My boyfriend is undocumented. His sister married a US citizen and may receive a green card. We had hoped to someday do the same. But next year, the extreme right will control all three branches of the federal government. Deportation will surely come for my boyfriend. Additionally, we’re a gay couple, and Donald Trump has pledged to repeal marriage equality, if not ban it outright. So if we were to marry now, the timing would look suspicious. And even if we did marry, that marriage is likely to be invalidated in the coming years. Is it still worth it to try? What do I do if the government takes away the love of my life?
Keep Him Home
You should marry your boyfriend immediately, KHH, and do so with confidence.
“There is no realistic possibility that anyone’s marriage will be invalidated,” said Shannon Minter, legal director for the National Center for Lesbian Rights, which has taken marriage-rights cases to the US Supreme Court (and won). “The law is very strong that if a marriage is valid when entered, it cannot be invalidated by any subsequent change in the law. So people who are already married should not be concerned that their marriage can be taken away.”
And Minter says the court is unlikely to overturn Obergefell, the decision that legalized same-sex marriage across the country.
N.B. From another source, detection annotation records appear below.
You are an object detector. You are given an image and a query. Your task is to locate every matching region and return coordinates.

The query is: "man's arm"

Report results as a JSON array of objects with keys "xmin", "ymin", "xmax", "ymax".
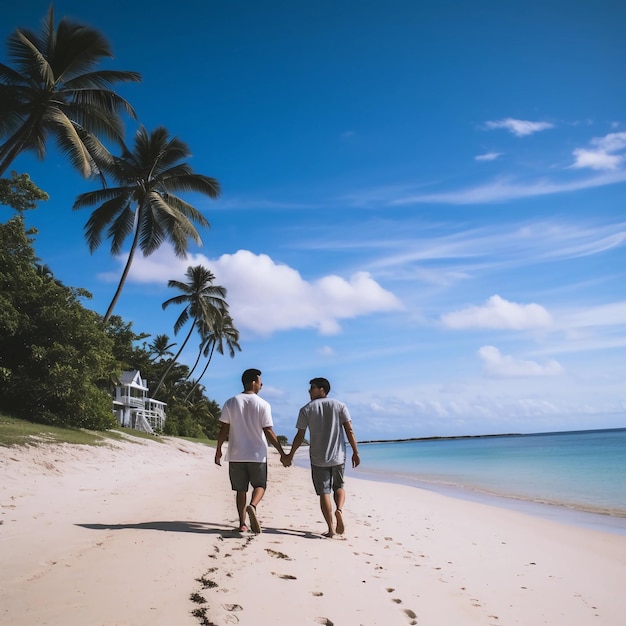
[
  {"xmin": 343, "ymin": 422, "xmax": 361, "ymax": 467},
  {"xmin": 287, "ymin": 428, "xmax": 306, "ymax": 465},
  {"xmin": 215, "ymin": 422, "xmax": 230, "ymax": 465}
]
“The doctrine of stare decisis—which means that courts generally will respect and follow their own prior rulings—is also very strong, and the Supreme Court very rarely overturns an important constitutional ruling so soon after issuing it,” said Minter. “Even the appointment of an anti-marriage-equality justice to replace Justice Scalia would not jeopardize the Supreme Court’s 2015 ruling on marriage equality, and the great majority of Americans still strongly support the freedom of same-sex couples to marry.”